May 20, 2010

Ramblings

greasy chinese food amongst the packing and boxes..

I've been meaning to post pictures of our multi-birthday pool party this past Sunday but I haven't had a chance to transfer them from my camera yet. Right now I'm sitting in Starbucks, once again, because they've been doing showings at our apartment since we're moving. I used to get really irritated because it feels like every freakin day I get kicked out of my apartment, but at this point I just feel bad for them because they've had so many people come through but no takers. I don't know that they'll rent it out again for a while. We didn't want to rent it again either! And they're lucky we stayed for a year and a half! 

Anyway this weekend/next week is gonna get crazy with finishing packing, moving, and working out carpet cleaning times with when we'll actually have everything moved out. I think it's lookin like we're moving next Friday now, then having our place cleaned Saturday and doing the walk-out Sunday. Plus I have a graduation party Saturday night and a baby's 1st birthday party the following Monday. Plus unpacking. Ugh. I'm probably just making it more complicated in my head but I guess it's the anticipation, as usual, that gets to me. I need to learn patience. Especially with a baby on the way!

 Other than that I've been EXTRA sentimental about being pregnant lately. Now that I feel good, my belly is obvious, we know she's a "she", and I've been feeling her move and kick so much I'm really bonding with her. People are always telling me to enjoy it because it goes by so quick and trust me I'm trying to savor every single feeling about this. It really is a crazy miracle and as strange as it can be sometimes I can already tell that I'll actually miss being pregnant once she's born.
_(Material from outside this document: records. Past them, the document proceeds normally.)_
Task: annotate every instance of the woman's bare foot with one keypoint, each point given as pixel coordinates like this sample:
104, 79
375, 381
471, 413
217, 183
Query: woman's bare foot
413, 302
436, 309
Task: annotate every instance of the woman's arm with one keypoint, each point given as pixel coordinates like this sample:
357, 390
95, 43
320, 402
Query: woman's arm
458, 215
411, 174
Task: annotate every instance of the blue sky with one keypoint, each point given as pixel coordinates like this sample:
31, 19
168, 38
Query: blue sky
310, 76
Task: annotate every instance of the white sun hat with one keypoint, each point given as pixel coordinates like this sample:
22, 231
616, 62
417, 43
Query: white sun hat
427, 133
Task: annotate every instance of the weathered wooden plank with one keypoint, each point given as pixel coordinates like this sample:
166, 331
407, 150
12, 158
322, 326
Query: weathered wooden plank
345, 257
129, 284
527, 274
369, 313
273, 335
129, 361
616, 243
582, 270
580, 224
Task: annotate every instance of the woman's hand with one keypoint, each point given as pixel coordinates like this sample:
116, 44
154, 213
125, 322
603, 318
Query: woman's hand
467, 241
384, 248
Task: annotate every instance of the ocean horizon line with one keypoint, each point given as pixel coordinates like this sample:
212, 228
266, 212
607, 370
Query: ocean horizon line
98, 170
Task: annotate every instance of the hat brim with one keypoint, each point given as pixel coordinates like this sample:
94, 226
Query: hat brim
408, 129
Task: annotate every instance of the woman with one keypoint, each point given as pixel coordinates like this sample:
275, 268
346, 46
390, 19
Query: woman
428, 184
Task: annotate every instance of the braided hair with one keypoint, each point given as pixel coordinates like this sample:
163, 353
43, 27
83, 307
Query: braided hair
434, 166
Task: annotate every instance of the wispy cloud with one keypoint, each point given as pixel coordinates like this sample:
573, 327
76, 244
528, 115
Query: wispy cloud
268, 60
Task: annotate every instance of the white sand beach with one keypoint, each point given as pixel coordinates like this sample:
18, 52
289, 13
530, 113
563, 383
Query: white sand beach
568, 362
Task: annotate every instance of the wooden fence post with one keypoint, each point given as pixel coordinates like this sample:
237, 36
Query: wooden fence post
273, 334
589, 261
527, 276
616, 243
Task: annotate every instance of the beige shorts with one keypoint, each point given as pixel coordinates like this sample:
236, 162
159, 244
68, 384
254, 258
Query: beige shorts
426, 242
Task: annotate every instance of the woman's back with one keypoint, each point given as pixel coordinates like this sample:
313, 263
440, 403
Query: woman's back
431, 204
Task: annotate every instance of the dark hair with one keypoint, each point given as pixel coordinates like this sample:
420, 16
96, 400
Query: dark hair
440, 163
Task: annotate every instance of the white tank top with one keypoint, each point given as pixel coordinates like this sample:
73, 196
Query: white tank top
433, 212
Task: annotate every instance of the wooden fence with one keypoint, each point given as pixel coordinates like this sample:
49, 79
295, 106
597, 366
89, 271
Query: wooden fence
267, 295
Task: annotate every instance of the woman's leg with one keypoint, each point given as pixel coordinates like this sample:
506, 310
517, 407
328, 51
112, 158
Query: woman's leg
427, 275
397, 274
When I feel her move, I touch my stomach and shut my eyes and really try to be in the moment. It's funny, even when you're living completely in that moment you still don't quite feel that it's enough. My feelings are already so strong but I want to feel more and deeper. I take nothing for granted and

she just kicked again :o)

my point is I'm grateful and even though my feelings are at full capacity I force them to completely overflow because I hope that some part of our combined beings right now allows her to already feel the love that I have for her.